Ik - soms te snel met reageren - zei meteen: "Dat is Frank, wie anders?", toen ook ineens als uit het niets zijn zus aan kwam lopen met haar vriend en we snel emotioneel condoleerden en weer wisten we niet, wat er zou gebeuren.
Tot plots ook uit het niets er 4 begrafenismannen naar de lijkauto kwamen, de kist eruit haalden, bromden, dat het Frank was, hem op een karretje plaatsen richting mausoleum, waarin de lijkkist op een soort lift werd gezet en nog voor we de bloemen, de speechen, het gedicht of maar iets konden verrichten, stortte de kist met een enorm geraas de diepte in.
Ik was zo verbouwereerd, maar ook weer niet, dat ik dacht: we gaan redden wat we nog kunnen redden.
Daar stonden we met 7 mensen, te kijken naar het niets tot... ik vroeg of de muziek kon worden opgezet, wat al krakend en kreunend, eigenlijk niet om aan te horen werd gedaan.
Hans, de algemeen secretaris las zijn speech voor, ik mijn gedicht, we plaatsen de bloemen en we hingen nog even boven het gat, waar Frank met de Franse slag naar beneden was 'gedonderd'.
Ik glimlachte wat, want ik wist, dat Frank zo ook wel had geleefd en zo was hij ook gestorven en nog meer begraven.
Toen we het mausoleum uitkwamen waren de begrafenismannen vertrokken.
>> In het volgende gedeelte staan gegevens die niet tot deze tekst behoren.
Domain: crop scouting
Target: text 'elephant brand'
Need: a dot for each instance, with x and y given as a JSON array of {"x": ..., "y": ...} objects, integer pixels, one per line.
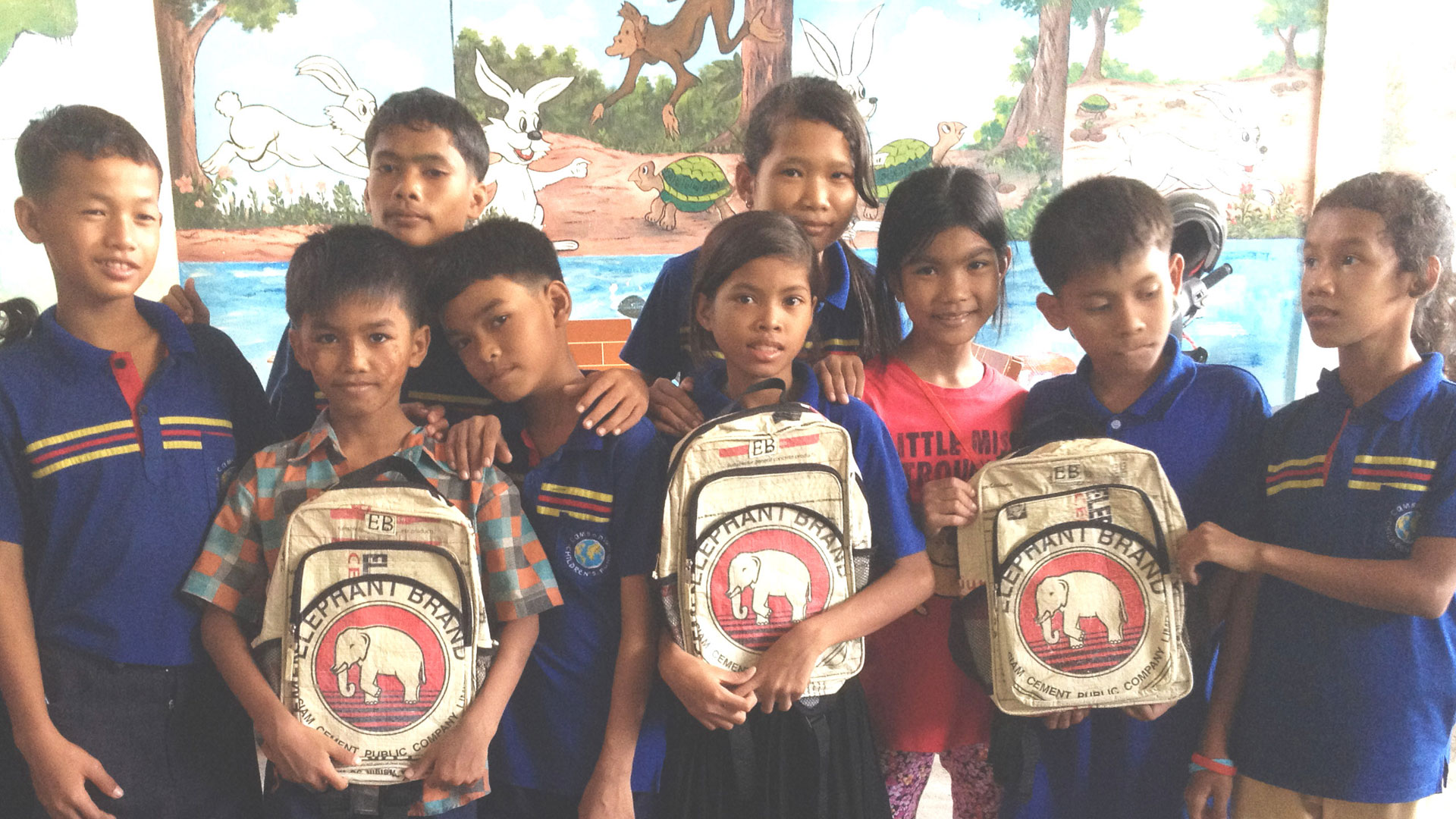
[
  {"x": 1082, "y": 611},
  {"x": 378, "y": 651},
  {"x": 767, "y": 569}
]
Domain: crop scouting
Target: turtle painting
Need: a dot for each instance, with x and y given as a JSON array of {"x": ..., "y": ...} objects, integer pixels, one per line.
[
  {"x": 692, "y": 184},
  {"x": 903, "y": 158}
]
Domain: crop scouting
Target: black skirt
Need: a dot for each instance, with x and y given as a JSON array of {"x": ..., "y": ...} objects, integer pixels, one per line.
[{"x": 813, "y": 761}]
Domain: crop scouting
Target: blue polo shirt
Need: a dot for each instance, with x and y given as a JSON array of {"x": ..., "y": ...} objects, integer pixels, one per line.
[
  {"x": 1343, "y": 701},
  {"x": 598, "y": 507},
  {"x": 1203, "y": 422},
  {"x": 438, "y": 379},
  {"x": 658, "y": 341},
  {"x": 893, "y": 532},
  {"x": 109, "y": 485}
]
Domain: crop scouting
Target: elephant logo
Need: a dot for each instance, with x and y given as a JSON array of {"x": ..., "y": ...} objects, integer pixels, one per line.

We troffen hun liederlijk aan in het tegenover de begraafplaats gelegen Franse eetcafé, waar het aantal flessen op tafel niet te tellen was, waar ze ook maar even vandaan waren geweest om het 'Frankse' klusje te klaren.
Tijdens de terugvlucht naar Nederland met een 'bochie' over Rijnmond kwam bij ons ook de drank op tafel en hebben in de lucht vliegend, hebben we zitten 'zatten', vele toasten uitbrengend op Frank, onze collega, die zo smartelijk en veel te jong was overleden en wiens begrafenis een bevestiging werd, van hoe hij was en dat we dat van hem heel erg zouden gaan missen.